Choosing to take responsibility to move from this way of being, this state of victim consciousness, involves a mindset shift from ‘things happening to me’ to ‘things happening for me.’ Jim Dethmer, co-author of The 15 Commitments of Conscious Leadership, suggests this shift comes from choosing “curiosity and learning over defensiveness being right.”
I often get asked while coaching to shifting States of Consciousness: How do I get genuinely curious?

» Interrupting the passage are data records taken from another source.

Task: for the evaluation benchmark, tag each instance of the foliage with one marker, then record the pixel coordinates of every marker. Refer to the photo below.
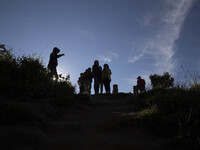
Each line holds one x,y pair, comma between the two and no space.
161,81
172,113
27,76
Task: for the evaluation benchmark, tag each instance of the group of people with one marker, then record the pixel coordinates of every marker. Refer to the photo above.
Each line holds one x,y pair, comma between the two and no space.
102,77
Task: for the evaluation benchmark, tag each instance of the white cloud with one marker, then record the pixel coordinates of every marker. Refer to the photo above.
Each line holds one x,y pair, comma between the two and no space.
161,46
105,59
112,54
86,33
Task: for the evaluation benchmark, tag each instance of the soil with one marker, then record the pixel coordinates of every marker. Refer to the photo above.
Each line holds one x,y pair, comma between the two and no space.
106,124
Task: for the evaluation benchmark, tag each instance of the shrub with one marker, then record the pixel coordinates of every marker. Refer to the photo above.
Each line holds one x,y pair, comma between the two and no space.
161,81
27,76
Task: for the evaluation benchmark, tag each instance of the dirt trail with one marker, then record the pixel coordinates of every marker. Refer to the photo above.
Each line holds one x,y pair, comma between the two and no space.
99,127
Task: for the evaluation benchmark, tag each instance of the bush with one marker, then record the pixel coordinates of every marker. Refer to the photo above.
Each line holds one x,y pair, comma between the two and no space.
172,113
161,81
27,77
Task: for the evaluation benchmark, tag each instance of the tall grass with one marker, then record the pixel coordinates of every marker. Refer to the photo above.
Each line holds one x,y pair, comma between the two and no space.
172,113
27,76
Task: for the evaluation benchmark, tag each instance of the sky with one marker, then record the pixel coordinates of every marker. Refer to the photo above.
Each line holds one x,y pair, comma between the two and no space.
134,37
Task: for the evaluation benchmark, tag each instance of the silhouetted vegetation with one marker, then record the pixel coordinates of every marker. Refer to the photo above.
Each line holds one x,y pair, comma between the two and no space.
27,77
29,100
161,81
172,113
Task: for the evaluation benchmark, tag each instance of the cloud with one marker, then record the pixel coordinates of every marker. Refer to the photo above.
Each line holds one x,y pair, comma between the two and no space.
112,54
105,59
161,46
86,33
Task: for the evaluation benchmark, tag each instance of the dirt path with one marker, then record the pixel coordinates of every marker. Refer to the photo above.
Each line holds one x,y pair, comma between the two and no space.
98,128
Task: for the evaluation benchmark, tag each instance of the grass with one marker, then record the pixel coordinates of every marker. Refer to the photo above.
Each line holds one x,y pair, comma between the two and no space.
172,113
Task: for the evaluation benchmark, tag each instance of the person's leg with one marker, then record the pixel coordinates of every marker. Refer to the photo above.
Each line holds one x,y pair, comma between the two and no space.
106,86
96,85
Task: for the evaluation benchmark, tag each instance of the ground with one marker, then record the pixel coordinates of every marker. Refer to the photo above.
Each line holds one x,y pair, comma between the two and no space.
103,125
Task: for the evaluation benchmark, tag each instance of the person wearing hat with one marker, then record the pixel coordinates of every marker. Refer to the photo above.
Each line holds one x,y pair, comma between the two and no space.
140,84
53,62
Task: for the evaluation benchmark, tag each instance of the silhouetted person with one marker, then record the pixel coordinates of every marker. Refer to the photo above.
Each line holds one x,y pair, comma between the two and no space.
81,83
97,76
140,85
88,75
101,81
3,47
106,77
53,62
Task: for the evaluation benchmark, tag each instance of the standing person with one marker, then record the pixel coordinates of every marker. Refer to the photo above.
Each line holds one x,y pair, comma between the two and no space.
81,83
53,62
140,85
106,77
101,82
97,76
88,80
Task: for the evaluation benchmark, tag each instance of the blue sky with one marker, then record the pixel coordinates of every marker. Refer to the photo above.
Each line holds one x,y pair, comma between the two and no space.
135,37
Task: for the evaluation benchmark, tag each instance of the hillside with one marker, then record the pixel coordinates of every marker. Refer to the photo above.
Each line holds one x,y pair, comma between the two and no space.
104,125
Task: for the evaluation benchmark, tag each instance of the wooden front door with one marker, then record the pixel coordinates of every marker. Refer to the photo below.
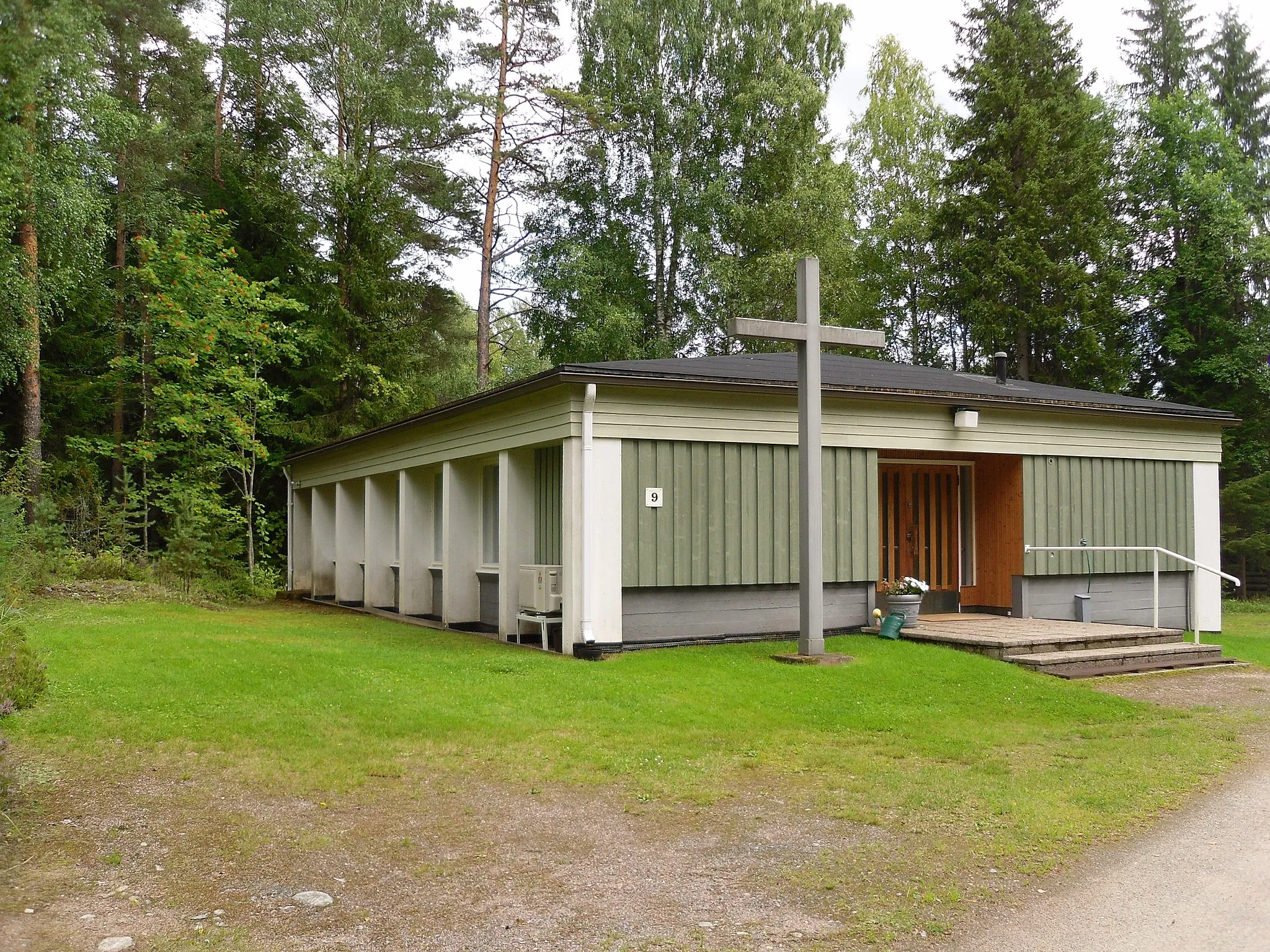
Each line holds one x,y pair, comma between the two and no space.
920,519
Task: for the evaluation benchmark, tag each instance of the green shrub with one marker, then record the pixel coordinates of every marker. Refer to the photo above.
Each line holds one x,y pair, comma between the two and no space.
22,676
113,564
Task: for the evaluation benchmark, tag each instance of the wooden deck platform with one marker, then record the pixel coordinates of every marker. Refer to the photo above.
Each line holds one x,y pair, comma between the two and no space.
1066,649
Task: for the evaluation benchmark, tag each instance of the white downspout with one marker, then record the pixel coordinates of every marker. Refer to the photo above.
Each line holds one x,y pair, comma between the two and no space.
291,505
588,418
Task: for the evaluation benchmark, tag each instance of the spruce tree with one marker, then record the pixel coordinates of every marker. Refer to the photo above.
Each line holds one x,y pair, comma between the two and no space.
1030,232
685,201
1163,51
1240,87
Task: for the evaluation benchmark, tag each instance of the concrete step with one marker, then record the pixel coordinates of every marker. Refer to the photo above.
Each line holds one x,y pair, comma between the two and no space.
1094,640
1002,641
1093,663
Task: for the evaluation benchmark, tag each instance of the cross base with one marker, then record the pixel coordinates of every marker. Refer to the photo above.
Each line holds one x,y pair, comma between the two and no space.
824,660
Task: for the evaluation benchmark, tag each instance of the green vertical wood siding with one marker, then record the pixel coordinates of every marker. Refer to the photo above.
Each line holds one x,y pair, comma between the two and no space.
1109,503
548,478
729,514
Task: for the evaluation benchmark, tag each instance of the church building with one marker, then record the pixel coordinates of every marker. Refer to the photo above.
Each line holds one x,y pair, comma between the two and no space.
646,503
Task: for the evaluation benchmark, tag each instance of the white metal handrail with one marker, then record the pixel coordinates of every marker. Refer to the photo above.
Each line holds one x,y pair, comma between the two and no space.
1156,551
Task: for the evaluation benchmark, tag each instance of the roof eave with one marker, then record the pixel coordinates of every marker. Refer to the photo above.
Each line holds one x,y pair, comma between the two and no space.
584,374
948,398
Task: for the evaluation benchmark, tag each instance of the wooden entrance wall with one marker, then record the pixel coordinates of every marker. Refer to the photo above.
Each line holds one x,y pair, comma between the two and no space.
998,531
998,524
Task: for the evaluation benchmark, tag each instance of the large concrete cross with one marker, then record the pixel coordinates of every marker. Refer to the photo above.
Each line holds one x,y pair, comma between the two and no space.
809,334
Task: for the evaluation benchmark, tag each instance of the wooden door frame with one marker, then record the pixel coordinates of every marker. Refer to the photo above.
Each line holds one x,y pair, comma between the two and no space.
948,519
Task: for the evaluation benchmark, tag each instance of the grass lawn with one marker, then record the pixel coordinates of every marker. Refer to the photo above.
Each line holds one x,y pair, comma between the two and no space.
1245,630
963,762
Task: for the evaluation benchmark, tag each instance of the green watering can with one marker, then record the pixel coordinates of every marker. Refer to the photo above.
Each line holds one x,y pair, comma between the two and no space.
890,626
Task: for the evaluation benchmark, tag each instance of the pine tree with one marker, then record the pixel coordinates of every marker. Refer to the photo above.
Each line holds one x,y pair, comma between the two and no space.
48,155
1202,270
521,115
1165,51
1030,232
386,203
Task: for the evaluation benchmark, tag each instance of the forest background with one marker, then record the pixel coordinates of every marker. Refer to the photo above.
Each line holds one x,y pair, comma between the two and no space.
225,249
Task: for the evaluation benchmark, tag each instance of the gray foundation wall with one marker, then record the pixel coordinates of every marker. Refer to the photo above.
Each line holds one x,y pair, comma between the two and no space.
671,614
1118,598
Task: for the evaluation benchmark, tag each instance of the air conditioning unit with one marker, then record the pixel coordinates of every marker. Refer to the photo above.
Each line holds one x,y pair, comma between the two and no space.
540,589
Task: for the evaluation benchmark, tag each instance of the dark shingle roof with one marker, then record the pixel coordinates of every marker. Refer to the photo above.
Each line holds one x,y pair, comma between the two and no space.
870,377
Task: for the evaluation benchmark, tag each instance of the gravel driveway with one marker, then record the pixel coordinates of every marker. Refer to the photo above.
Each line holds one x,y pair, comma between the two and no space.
1201,880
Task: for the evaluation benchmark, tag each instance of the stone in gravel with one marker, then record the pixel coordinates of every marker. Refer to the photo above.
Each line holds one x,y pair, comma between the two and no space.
314,899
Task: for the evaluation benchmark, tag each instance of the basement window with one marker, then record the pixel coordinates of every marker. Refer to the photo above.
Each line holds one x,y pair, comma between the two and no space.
437,503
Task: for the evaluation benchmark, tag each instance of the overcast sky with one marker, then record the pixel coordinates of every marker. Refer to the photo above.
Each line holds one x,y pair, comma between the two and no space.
923,29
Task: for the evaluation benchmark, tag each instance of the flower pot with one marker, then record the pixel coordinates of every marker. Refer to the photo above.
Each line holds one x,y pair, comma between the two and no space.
908,604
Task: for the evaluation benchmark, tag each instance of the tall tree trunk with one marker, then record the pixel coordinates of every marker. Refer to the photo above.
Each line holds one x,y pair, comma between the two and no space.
121,260
487,236
148,412
219,118
30,247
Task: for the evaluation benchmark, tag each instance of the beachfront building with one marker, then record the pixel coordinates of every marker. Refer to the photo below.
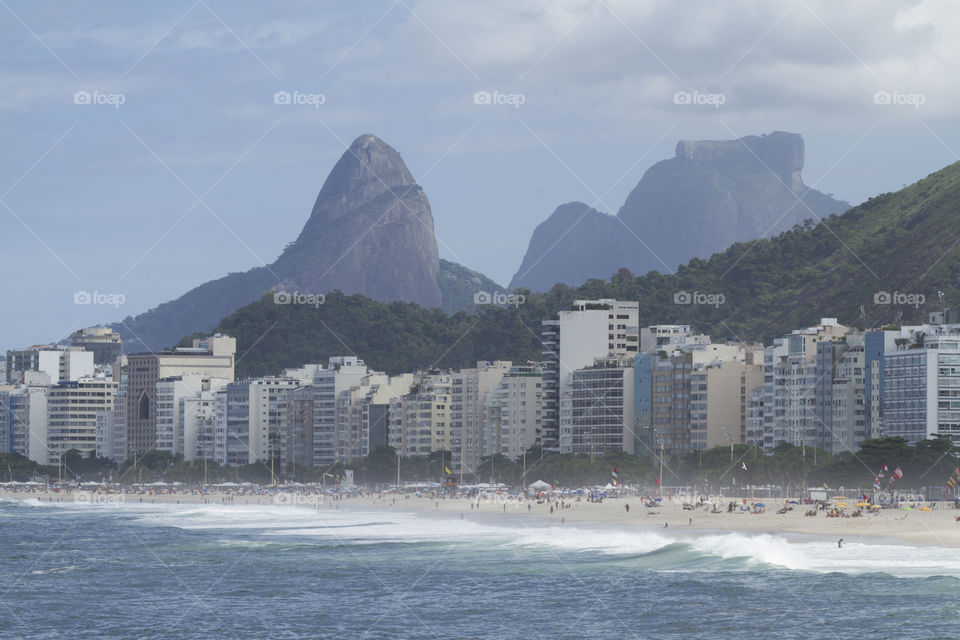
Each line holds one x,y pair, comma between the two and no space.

In a recent email entitled, The Key to Unstoppable Drive, Steven Kotler from Research Flow Collective, suggests getting curious requires looking for places where three or four topics of your true interest (passion) intersect. If you can spot the overlap between multiple topics of interest, you not only increasing your engagement, you start creating the necessary conditions for linking new ideas together.
He then suggests; by layering curiosity upon curiosity and detecting links between ideas (patterns), you create a great starting point for increasing your drive, productivity, and well-being i.e. by combining curiosity with your intrinsic motivation (mastery, autonomy, passion, and purpose), resulting in “tiny squirts of dopamine,” says Steven. We all know that dopamine is the brain’s feel good chemical. It is as if curiosity and motivation are symbiotic.
So, how do you get genuinely curious? Get motivated. Get into flow.
Reference: Dethmer, J., Chapman, D., & Klemp, K. (2014). The 15 Commitments of Conscious Leadership: A New Paradigm for Sustainable Success (Kindle). www.booknook.biz.